Monday, March 26, 2007

SUR LES SILENCES



Il y a des silences aussi blancs et aussi compliqués
que le sentiment de victoire des corps carnivores de Vayenas.

Des silences mélancoliques et des silences nostalgiques
des silences discrets ou stridents
des silences saccadés, précipités, comme les préludes asthmatiques de la mort.

Les silences de la chair vaincue, des silences gestuels
le silence d’avant le lever du rideau
des silences chauds et des silences blancs
les silences violets.

Et tes silences.

Les silences surréalistes et sur-irréalistes des poètes
les silences des silencieux et les silences des matins silencieux
les silences de celui qui se tait et décapite les tulipes
les silences de Blaga muet comme un cygne
les silences platoniques de Socrate
les silences pythagoriques
les silences infinis d’avant le premier mot.

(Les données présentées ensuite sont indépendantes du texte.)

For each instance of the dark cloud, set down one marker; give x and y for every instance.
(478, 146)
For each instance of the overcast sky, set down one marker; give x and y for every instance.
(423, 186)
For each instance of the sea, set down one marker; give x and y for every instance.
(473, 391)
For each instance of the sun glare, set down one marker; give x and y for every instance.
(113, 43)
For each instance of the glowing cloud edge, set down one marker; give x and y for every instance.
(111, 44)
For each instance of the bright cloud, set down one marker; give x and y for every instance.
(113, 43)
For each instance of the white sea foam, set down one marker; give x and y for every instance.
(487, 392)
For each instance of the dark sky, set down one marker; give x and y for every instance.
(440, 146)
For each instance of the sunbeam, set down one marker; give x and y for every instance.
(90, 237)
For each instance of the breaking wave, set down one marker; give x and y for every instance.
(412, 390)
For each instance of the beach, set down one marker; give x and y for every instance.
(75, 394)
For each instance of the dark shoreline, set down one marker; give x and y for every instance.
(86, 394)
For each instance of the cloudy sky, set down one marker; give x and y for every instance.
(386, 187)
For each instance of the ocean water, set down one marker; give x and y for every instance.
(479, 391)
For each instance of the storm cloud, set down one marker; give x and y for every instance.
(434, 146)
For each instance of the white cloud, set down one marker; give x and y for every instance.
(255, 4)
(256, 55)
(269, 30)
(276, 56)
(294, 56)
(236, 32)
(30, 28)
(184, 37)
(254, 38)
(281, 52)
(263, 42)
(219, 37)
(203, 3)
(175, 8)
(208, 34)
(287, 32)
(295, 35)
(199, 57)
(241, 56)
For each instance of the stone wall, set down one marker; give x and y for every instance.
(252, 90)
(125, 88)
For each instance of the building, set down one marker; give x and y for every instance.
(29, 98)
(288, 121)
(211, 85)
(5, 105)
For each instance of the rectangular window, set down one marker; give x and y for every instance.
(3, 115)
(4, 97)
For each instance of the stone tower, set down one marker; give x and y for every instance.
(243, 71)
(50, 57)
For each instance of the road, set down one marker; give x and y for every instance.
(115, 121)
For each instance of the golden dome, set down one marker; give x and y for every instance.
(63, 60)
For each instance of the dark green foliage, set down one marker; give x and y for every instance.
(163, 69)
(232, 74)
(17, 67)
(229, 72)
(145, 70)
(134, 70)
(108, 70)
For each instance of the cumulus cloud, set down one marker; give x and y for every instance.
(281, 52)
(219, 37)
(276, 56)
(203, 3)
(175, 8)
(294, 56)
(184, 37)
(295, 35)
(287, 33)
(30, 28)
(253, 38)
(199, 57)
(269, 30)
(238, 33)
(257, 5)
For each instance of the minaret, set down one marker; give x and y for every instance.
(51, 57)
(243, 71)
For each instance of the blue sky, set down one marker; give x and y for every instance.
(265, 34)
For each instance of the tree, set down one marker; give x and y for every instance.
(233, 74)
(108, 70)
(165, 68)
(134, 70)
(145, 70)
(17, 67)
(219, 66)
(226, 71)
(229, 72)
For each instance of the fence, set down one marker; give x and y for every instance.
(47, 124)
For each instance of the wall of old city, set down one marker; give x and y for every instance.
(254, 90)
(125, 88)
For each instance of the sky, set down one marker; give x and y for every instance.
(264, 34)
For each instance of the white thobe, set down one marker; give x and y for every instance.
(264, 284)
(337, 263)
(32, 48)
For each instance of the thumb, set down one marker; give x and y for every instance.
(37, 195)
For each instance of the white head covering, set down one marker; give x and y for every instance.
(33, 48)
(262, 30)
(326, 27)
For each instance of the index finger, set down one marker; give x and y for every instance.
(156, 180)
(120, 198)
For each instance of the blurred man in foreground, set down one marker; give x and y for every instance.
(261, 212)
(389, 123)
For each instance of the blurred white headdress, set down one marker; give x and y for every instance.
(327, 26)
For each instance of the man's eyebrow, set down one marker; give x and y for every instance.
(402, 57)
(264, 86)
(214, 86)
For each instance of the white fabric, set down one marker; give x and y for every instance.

Les silences des paumes embrassées
les silences du baiser
les silences inégaux de tes pas s’éloignant de moi
les silences de la pierre s’asseyant à La Table du Silence.

Et tes silences.

Des silences bruyants, loquaces, hypocrites
des silences qui ne peuvent pas se taire
des silences qui regardent leurs mots dans le miroir et sourient.

Le silence du crime et le silence du châtiment
les silences de lait du nouveau-né
les silences du noir, les silences des après-midi d’été
les silences en averse de la pluie
les silences blancs et glissants de la neige.

Et tes silences.

Le silence spontané dans une salle de cinéma lorsque le personnage principal du film meurt de façon absurde (mais nécessaire), laissant à mi-chemin – le chemin du retour à la maison – plusieurs spectateurs tristes et inconsolés.

Des silences orgueilleux et des silences coupables imprégnés de désir
le silence de la balle traversant de façon absente la chair surprise de la victime
les silences du mot silence.

Les silences de sable des miroirs abandonnés par les regards
les silences du corps abandonné par la vie
les silences sourds de ceux pour lesquels le son n’est qu’un geste.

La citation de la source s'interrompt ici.